I hope to normalize ties with Pakistan: Indian PM
April 18, 2011 - 0:0
NEW DELHI (Dispatches) --Having taken up a commitment to normalize relations with Pakistan, Prime Minister Manmohan Singh on Saturday said that if he succeeded in the endeavor, it would be a job well done, The Hindu reported.
“Well, if I can succeed in normalizing relations between India and Pakistan as they should prevail between two normal states, I will consider my job well done,” Dr. Singh told accompanying journalists while returning from a five-day trip to China and Kazakhstan.Asked to spell out five objectives he would like to achieve in the relationship with Pakistan, Dr. Singh quipped: “I think five is too much...”
Asked whether Anna Hazare's recent fast and the accompanying public support reflected an erosion of the country's political society, Dr. Singh said: “As far as Anna Hazareji is concerned, I respect (him) as an important leader who has done a lot of good work in rural development and this is why the whole country respects him.”
On his recent statement on the “shifting of power” to people and whether it had domestic context as well, Dr. Singh said: “There is both. We have to take note of the fact that the people's power is something to be reckoned with. It is also happening internationally, in the Middle East, North Africa.”
The prime minister, however, added that he would not “like to pronounce authoritatively that I have an answer to what has gone wrong in that region.”

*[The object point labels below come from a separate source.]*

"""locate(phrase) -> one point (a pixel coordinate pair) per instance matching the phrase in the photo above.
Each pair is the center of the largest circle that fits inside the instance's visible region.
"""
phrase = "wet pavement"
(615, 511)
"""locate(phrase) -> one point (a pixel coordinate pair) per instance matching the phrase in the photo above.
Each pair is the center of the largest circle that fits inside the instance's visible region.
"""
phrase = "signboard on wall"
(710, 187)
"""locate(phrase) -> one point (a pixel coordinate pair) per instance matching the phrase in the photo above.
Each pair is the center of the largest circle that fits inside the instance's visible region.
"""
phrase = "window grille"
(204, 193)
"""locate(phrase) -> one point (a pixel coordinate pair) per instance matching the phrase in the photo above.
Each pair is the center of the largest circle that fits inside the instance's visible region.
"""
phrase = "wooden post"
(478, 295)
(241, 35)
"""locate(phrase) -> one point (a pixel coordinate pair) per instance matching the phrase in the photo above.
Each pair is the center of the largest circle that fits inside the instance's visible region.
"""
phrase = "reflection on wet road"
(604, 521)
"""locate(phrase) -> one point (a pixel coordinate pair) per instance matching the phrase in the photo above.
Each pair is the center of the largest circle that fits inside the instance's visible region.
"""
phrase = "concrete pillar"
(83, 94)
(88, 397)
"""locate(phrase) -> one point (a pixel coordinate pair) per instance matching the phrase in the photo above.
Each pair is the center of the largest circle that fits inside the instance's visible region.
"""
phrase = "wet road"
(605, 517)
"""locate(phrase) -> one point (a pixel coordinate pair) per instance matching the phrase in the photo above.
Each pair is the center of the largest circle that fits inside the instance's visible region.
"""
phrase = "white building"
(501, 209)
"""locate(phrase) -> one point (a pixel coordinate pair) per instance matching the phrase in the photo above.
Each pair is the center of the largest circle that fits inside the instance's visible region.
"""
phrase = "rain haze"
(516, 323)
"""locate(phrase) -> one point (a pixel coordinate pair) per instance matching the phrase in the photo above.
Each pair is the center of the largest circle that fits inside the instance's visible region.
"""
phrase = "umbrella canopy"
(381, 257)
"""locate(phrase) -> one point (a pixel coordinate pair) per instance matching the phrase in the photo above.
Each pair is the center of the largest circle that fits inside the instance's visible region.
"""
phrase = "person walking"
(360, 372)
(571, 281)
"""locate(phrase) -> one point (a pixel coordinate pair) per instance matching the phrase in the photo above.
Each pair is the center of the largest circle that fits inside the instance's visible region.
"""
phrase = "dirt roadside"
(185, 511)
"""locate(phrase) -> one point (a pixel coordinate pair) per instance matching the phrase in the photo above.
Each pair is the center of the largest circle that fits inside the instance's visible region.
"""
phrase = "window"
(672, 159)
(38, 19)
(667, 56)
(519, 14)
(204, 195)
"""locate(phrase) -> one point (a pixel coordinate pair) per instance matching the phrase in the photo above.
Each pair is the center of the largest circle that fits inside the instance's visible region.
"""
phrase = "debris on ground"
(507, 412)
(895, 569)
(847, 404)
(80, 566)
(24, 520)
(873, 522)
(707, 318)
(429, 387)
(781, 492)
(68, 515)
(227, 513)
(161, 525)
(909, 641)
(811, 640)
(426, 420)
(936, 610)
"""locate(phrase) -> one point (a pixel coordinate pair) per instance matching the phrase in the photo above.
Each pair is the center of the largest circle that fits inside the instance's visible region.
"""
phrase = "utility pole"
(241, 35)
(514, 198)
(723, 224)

Meanwhile, despite the nuclear crisis in Japan, Singh batted for nuclear power as an essential option of energy and said the present ""nervousness"" in the world would end when the issue is discussed in a ""cool-headed"" manner, Times of India reported.
""We are too close to Japanese disaster,"" he told when asked why he continued to pursue nuclear cooperation with various countries despite the experience in Fukushima in Japan where the crisis was triggered by radiation leak after tsunami hit nuclear plants.
Singh noted that in the aftermath of the disaster, ""there is certain amount of nervousness over extensive use of nuclear power.""
He, however, said that he was ""convinced that all said and done, when cool-headed discussions take place on the future of energy, what are the problems with coal (reserves), what are the problems of other hydrocarbons in terms of impact on climate change, there would be reconsideration of the role of nuclear energy as one of the essential options which all countries must keep to deal with problems like climate change and energy security.